Although it should be noted that in stented bioprostheses studies, the proportion of males is higher, as is the proportion of patients undergoing concomitant CABG, the results of the present study indicate that early mortality risk and late mortality rate appear lower in studies on stentless bioprostheses compared with stented bioprostheses. In contrast, we found that SVD and reintervention rates appear higher in studies on stentless bioprostheses compared with stented bioprostheses. The observed lower late mortality rate in stentless bioprostheses is in accordance with the hypothesis that the haemodynamic superiority of stentless bioprostheses results in survival benefits compared with stented bioprostheses [3], but may also be the result of patient selection. The lower late mortality rate in stentless bioprosthesis studies makes it difficult to directly compare the durability of stentless with that of stented bioprostheses as the risk of death competes with the risk of SVD and reintervention.

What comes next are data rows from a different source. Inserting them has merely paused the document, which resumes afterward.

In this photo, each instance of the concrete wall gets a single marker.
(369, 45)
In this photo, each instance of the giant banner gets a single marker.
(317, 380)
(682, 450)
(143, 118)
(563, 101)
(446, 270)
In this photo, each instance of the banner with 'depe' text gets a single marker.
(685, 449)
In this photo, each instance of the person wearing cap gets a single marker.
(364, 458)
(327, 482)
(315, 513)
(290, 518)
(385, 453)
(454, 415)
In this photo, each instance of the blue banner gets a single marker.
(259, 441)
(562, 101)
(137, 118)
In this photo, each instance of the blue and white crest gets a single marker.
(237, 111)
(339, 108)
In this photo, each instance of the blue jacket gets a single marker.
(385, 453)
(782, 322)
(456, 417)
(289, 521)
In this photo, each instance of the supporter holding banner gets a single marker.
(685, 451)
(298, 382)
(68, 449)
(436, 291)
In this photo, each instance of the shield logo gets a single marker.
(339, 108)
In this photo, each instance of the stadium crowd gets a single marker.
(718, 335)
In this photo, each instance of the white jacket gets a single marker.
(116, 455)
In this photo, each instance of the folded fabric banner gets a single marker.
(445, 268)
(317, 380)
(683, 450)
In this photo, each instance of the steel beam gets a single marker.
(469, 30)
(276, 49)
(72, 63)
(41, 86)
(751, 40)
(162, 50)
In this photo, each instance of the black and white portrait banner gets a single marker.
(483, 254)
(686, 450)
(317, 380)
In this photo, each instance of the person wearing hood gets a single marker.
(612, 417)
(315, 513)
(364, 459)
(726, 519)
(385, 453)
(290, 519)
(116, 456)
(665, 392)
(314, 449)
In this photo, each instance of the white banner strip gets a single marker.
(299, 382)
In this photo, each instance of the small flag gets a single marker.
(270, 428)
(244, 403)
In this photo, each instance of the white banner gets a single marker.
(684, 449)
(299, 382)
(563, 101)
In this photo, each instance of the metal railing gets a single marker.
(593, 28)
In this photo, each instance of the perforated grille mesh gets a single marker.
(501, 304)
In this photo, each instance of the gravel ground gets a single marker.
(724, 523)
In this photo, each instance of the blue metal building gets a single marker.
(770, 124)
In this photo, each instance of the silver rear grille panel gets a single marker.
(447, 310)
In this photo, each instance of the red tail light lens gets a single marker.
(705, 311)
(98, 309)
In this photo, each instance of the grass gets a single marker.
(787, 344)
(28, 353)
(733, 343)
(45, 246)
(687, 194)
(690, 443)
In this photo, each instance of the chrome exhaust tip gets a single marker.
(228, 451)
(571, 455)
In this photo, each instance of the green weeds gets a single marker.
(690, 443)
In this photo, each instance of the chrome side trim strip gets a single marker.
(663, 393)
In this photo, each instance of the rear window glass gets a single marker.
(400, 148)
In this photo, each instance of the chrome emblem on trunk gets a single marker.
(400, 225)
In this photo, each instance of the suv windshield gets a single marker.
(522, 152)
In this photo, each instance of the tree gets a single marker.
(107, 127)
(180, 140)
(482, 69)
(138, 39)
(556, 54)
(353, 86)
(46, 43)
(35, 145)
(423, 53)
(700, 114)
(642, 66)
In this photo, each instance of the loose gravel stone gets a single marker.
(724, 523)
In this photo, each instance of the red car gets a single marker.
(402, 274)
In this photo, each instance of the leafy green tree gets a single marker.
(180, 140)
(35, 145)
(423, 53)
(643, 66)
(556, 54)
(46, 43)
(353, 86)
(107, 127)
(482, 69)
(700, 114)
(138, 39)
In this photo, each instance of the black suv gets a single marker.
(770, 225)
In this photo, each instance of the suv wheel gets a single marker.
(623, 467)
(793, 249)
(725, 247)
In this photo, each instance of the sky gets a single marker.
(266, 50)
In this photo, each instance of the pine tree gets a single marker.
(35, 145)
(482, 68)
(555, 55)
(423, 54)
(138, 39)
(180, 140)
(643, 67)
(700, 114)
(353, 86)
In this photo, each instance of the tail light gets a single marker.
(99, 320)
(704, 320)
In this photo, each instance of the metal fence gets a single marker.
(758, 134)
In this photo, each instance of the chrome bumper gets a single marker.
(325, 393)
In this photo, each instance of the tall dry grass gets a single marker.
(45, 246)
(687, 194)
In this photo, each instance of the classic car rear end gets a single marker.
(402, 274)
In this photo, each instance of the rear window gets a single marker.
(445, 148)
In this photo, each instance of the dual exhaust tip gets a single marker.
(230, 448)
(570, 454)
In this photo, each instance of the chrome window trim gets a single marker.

Concomitant coronary artery bypass grafting

Many studies included AVR with concomitant CABG and therefore, the results of our study do not reflect the outcomes after isolated AVR. To explore the influence of including studies reporting on outcomes of AVR with concomitant CABG (in a proportion of the patient population), we have performed a subgroup analysis in the studies on bioprostheses comparing the outcomes of studies including and excluding concomitant CABG. This subgroup analysis showed that there are differences in the outcomes of AVR with or without CABG. However, the differences were not statistically significant (i.e. the CIs of the subgroups overlapped). Furthermore, concomitant CABG is a common concomitant procedure with AVR and therefore, the results presented in our study are relevant for clinical practice.

Limitations

First, inherent limitations of meta-analyses and combining data from (retrospective) observational studies should be taken into consideration [40]. Secondly, selection bias (of patients included in the studies) might have influenced the study outcomes due to the nature of observational studies (i.e. no randomized allocation of patients to treatment options). Thirdly, publication bias may have potentially led to underestimation of the pooled estimates when studies with relatively poor outcomes are not published. Fourthly, by reporting LORs, we assumed a constant hazard for the valve-related events and late mortality, while in fact the distributions of these events are time-related [26]. Fifthly, initially we wished to provide separate results for different age groups. However, this was not possible because most studies included patients of all ages. Finally, there was substantial heterogeneity between studies in most outcome measures, which may potentially lead to inaccurate results. However, we pursued a thorough examination of possible sources of heterogeneity using univariable meta-regression analysis and we identified several covariates that may explain the heterogeneity between studies in the outcome measures. We deliberately did not perform multivariable meta-regression analysis because the underlying data were based on observational studies.

CONCLUSION

This comprehensive systematic review and meta-analysis provided an overview of the outcomes after surgical AVR with bioprostheses and allografts during the last 15 years. The results of this systematic review and meta-analysis can support patients and doctors in the prosthetic valve choice and can be used in microsimulation models to predict patient outcomes and estimate the cost-effectiveness of AVR with bioprostheses or allografts compared with current and future heart valve prostheses.

SUPPLEMENTARY MATERIAL

Supplementary material is available at

Funding

This work was supported by the Netherlands CardioVascular Research Initiative: The Dutch Heart Foundation, Dutch Federation of University Medical Centres, the Netherlands Organisation for Health Research and Development and the Royal Netherlands Academy of Sciences. Funding to pay the Open Access publication charges for this article was provided by Netherlands Cardio Vascular Research Initiative: The Dutch Heart Foundation, Dutch Federation of University Medical Centres, the Netherlands Organisation for Health Research and Development and the Royal Netherlands Academy of Sciences.

Conflict of interest: none declared.